The Evolution Of Structural Color In Butterfly Wing Scales
Yale University, New Haven CT
Investigators
Abstract
In this project the PIs will study wing colors in butterflies. The brilliant colors found on the wings of butterflies have attracted attention from biologists and physicists alike. Many of these colors are due to light interacting with the nano-structures on the surface of the wing scales. In particular the aim of this project is to focus on a group of closely related species that have remarkably different colors, and have a known evolutionary history. This will allow the PIs to examine the smallest amounts of morphological change in a scale's structure that can produce a change in color. The PIs will combine descriptive and theoretical approaches coupled to experimental methods to fully understand how structural colors are produced in this group of butterflies. They will pursue two main approaches: The first approach will involve a comparison of wing scale color and associated morphology across the butterfly genus Bicyclus.

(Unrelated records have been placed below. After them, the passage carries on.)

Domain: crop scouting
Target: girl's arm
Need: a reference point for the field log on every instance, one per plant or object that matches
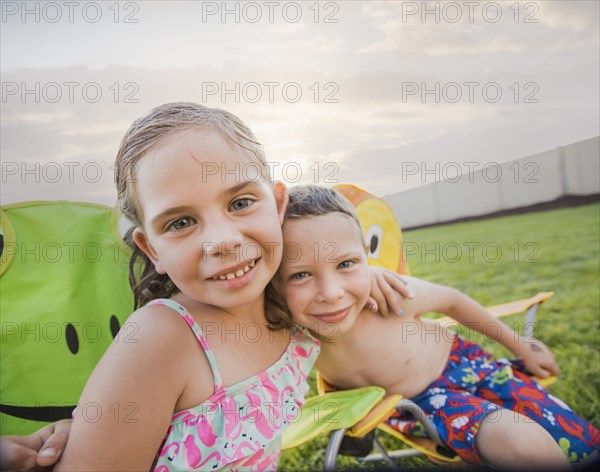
(127, 404)
(440, 299)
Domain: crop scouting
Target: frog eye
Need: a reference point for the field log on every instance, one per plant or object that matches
(373, 240)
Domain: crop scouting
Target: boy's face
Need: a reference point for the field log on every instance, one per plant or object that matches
(324, 272)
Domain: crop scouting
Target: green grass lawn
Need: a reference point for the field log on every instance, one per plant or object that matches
(509, 258)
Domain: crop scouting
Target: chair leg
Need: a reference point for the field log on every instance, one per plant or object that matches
(332, 449)
(413, 409)
(530, 320)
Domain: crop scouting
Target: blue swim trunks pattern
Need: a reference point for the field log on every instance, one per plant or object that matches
(474, 385)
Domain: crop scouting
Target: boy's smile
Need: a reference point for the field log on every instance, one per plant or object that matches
(324, 272)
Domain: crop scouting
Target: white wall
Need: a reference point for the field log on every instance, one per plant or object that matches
(567, 170)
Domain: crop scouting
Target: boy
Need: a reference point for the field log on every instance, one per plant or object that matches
(326, 284)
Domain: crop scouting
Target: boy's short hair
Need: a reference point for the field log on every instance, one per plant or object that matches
(312, 200)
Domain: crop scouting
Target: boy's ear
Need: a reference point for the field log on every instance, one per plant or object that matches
(282, 199)
(141, 241)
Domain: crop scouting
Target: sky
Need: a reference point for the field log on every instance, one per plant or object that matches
(337, 92)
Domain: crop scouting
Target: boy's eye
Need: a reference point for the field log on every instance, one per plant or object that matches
(241, 204)
(180, 224)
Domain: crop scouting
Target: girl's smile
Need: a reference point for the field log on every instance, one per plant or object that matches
(217, 235)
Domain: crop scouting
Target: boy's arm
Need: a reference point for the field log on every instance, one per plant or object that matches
(431, 297)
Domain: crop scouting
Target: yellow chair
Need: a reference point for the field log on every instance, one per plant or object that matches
(354, 416)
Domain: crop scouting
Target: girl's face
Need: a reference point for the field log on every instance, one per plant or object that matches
(209, 221)
(324, 272)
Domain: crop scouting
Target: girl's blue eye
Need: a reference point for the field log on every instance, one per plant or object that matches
(180, 224)
(241, 204)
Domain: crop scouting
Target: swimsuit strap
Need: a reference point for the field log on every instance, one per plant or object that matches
(198, 332)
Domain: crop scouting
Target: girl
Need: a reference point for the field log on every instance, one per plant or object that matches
(208, 224)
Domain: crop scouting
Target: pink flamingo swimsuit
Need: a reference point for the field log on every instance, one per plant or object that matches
(239, 427)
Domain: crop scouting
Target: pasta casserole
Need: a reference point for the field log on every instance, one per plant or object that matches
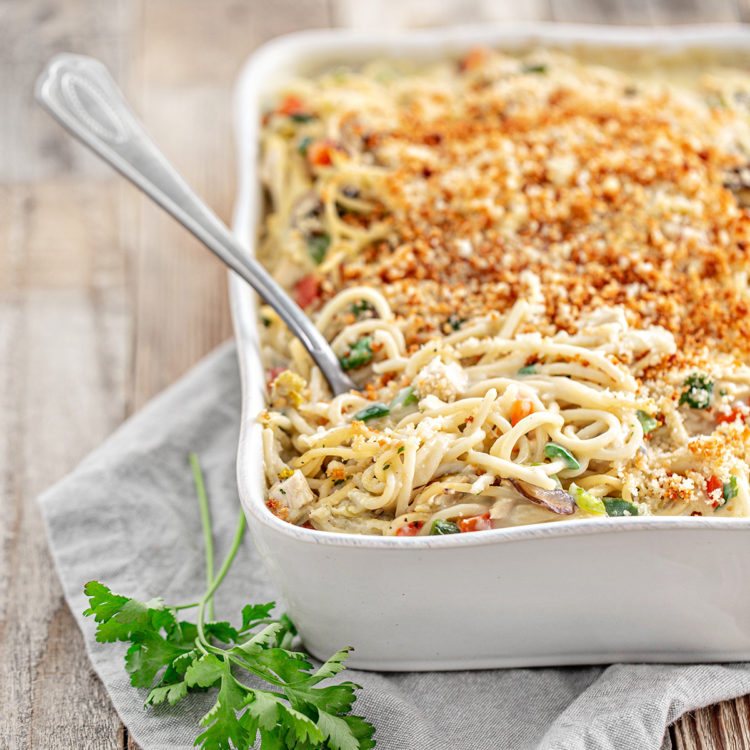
(534, 269)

The second approach will target a change in scale color using artificial selection in replicate lines of Bicyclus anynana butterflies, and describe the associated morphological changes in the nano-structure of the scales. The PIs will train graduate and undergraduate students, many of them women, as well as actively participating in a variety of outreach activities that are aimed at the broader public. One of the PIs will participate in established Yale education outreach programs to local high schools and middle schools. The PIs will also produce an interactive web-based animation showing how diverse structural colors evolved in a close group of butterflies, and disseminate the results from their findings broadly.